Last night at the 66th annual prime time Emmy Awards, this season's breakout Coen brothers-inspired hit, Fargo, took home some of the evening's top honors.
While the actors nominated for awards missed out on Emmy gold for their work on Fargo, the show was still a big winner on Monday night. That being said, all the performers had pretty tough competition in their respective categories.
Both Billy Bob Thornton and Martin Freeman were nominated for Best Actor in a Miniseries for their respective performances as Lorne Malvo and Lester Nygaard, but lost to Sherlock's sleuth Benedict Cumberbatch.
Freeman did go home with a statue, though it was for Best Supporting Actor in a Miniseries for his role opposite Cumberbatch on Sherlock, which meant that he also beat out gloomy Gus Grimly as played by Colin Hanks.
In the Best Supporting Actress in a Miniseries, Allison Tolman faced some stiff competition from the ladies of American Horror Story: Coven, one of which actually ended up taking the gold. Kathy Bates won for her performance as the horrific Delphine LaLaurie, during which she played disembodied head for pretty much half the season. (Acting!) We loved Bates's performance on Coven, but that doesn't quite quell the sting of disappointment we're feeling for Tolman. She was by far this year's breakout performer in her category even if she was a bit of an underdog.

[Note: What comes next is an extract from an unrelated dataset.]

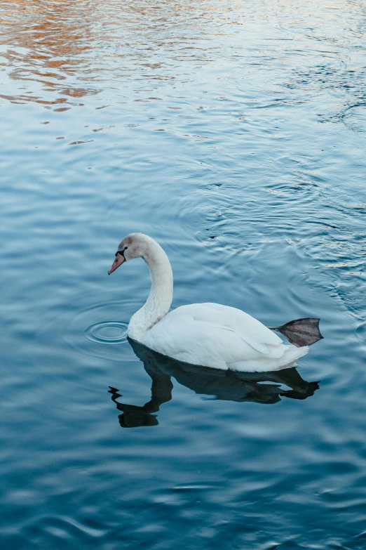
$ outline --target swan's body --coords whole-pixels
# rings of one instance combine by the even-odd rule
[[[179,361],[247,372],[283,369],[308,353],[307,346],[284,344],[270,329],[236,308],[194,303],[168,313],[172,269],[161,247],[150,237],[142,233],[126,237],[109,273],[138,257],[149,266],[151,289],[128,325],[133,340]]]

Despite some the losses for Fargo's performers, the folks behind the camera went home with big wins for the evening.
Colin Bucksey won Outstanding Directing for a Miniseries for his work on "Buridan's Ass," the sixth episode of the season. During our recap series, we raved that "This is the episode you've been waiting for," so it was great to see the award go to Bucksey. He beat out fellow Fargo director Adam Bernstein for his work on the pilot episode.
The top miniseries honors of the evening didn't go to the witches of Coven or Bonnie and Clyde's bank robbers, they went to Fargo. Emmy-nominated writer and Fargo's creator Noah Hawley accepted the award on behalf of the show, and he even threw in a little nod to the title sequence at the beginning of each episode.
Here's an excerpt of his acceptance speech:
Okay! This is a true story. The first time I talked to Joel and Ethan Coen was when they called me after they read the script. And I had a baby strapped to me -- I mean my baby... not a random baby. And they said, "Look, we hate imitation, but it was eerie reading this because it felt like you were channeling us." So who else can I thank but Joel and Ethan Coen -- who, of course, don't watch the Emmys. But they let me pretend if only for five minutes that I was one of the greatest filmmakers alive, and I thank them for that.
Watch the big win here.
Out of the 18 Emmys Fargo was nominated for, the show took home three awards, with Best Casting for a Miniseries rounding out the trio of statues.
Looks like all those days filming in the frigid Calgary weather paid off, and we can't wait to see what's coming up next season.